It’s the heart of Indian agriculture that matters, not GM evangelism

By Viva Kermani and Rahul GoswamionAug. 13, 2014in Environment and Ecology

The agro-ecological farming systems of India have been placed under modern threat from the time that the ‘Green Revolution’ was planned. This planning became manifest through the direct policy support given to the public finance and sanction given to the creation of ‘command areas’ which were fed by the water collected behind new large dams; but it also became manifest through the connections that were being created between our national agricultural research system and the west, in particular the agricultural universities of the USA.

That threat took form in the early 1960s, and one of its results was to lead a generation of crop scientists, agricultural administrators, and state and central governments to accept ‘high yielding’ and ‘productivity’ and ‘hybrids’ as the only dimensions of the relationship between staple crops and the provision of food to people. These views were successfully marketed, thanks to sustained and continuous support by the government machinery, to the consuming public, and even found place in school textbooks in all major languages. In this way, the idea that a ‘scientific’ approach to new ways of growing our staple crops was projected to our society as being the only modern way.
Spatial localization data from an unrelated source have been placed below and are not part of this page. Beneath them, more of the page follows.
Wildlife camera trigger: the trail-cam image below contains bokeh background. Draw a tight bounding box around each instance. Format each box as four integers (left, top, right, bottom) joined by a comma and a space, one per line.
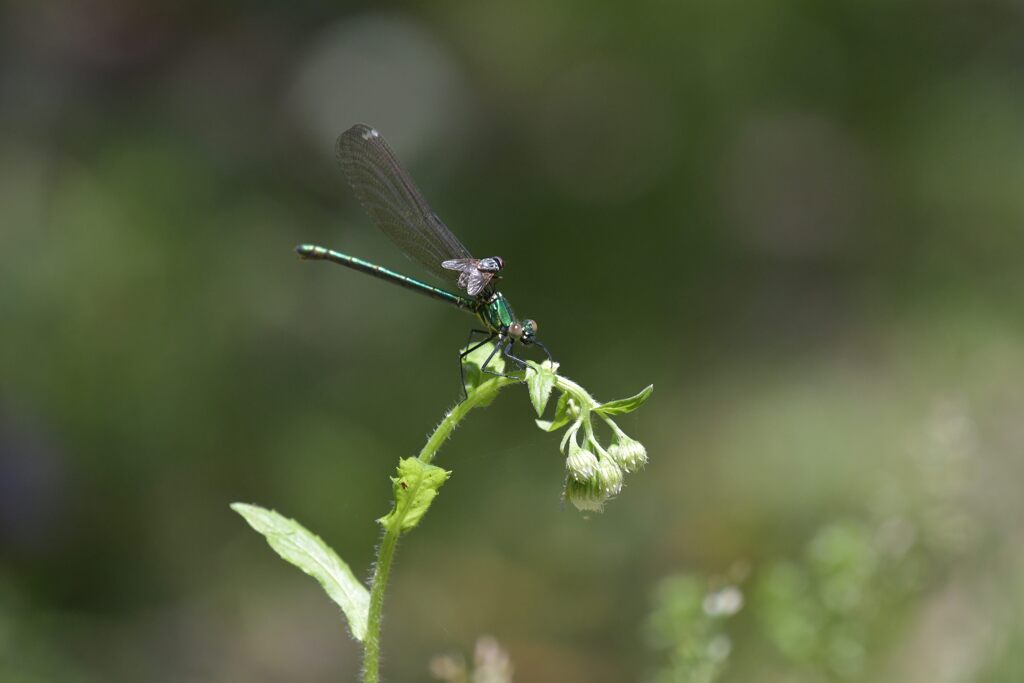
2, 1, 1023, 681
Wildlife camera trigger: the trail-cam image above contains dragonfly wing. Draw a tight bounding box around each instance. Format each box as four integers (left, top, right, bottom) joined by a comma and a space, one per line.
337, 125, 472, 284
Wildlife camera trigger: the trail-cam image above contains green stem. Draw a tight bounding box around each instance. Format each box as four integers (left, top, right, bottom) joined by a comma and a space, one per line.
417, 376, 512, 464
362, 526, 397, 683
361, 375, 516, 683
551, 374, 599, 410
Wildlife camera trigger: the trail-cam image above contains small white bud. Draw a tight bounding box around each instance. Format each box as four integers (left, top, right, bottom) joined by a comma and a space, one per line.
566, 444, 600, 482
597, 458, 624, 496
564, 478, 608, 512
609, 435, 648, 473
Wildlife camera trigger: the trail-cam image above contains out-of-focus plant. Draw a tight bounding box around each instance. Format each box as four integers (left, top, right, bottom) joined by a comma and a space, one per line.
755, 521, 883, 679
430, 635, 515, 683
649, 399, 994, 682
644, 567, 746, 683
233, 343, 651, 683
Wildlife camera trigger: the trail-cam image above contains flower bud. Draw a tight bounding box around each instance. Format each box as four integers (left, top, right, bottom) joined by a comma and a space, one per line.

When this happened, over a generation of younger citizens who became adults in the early 2000s, the idea that agriculture is equal to well-applied doses of science was one that went largely unquestioned. Meanwhile, the role of the kisan was deliberately diminished. By the end of the active stage of the ‘Green Revolution’, the farmers’ claims to being scientists, innovators, natural resource stewards, seed savers, and hybridisation experts were taken away. Instead, they were reduced to becoming recipients of technical fixes and consumers of the poisonous products of a growing agricultural inputs industry.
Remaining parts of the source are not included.